Matthew Boesler interviews L. Randall Wray regarding his views of the present commodities bubble:
We’ve discussed this topic before on Benzinga Radio, with respected market analysts like Dan Dicker (again) and Fadel Gheit–financialization of commodities markets. At issue: massive institutional inflows into paper commodities, which end up factoring into prices much more than, say, real supply and demand for the physical assets. The result? A bubble.
That term–bubble–gets thrown around pretty loosely these days, and it’s often a contentious issue, especially in the commodities context. We’ve spoken to several others on Benzinga Radio, including successful investors like Jim Rogers and Marc Faber, who are outspoken advocates of the long commodities trade in the coming years. The question now, with evidence of a coming global slowdown increasingly in focus, is whether commodities will continue to outperform. The last few trading sessions, going back a week or so, certainly seem to have raised concerns.

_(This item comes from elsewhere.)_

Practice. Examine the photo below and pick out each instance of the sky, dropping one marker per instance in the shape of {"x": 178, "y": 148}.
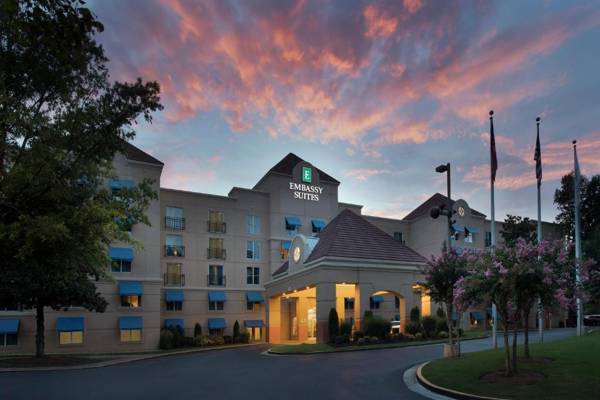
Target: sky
{"x": 375, "y": 93}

Dr. Randy Wray, a respected economist at the University of Missouri, Kansas City, was commissioned by congressional offices in 2008 to look into the commodities markets as prices marched to record highs during early summer before crashing in July. He spoke with us on Benzinga Radio, raising several interesting points about the evolving dynamics of the commodities markets and the statistical significance of the change in prices we’ve seen over the last several years.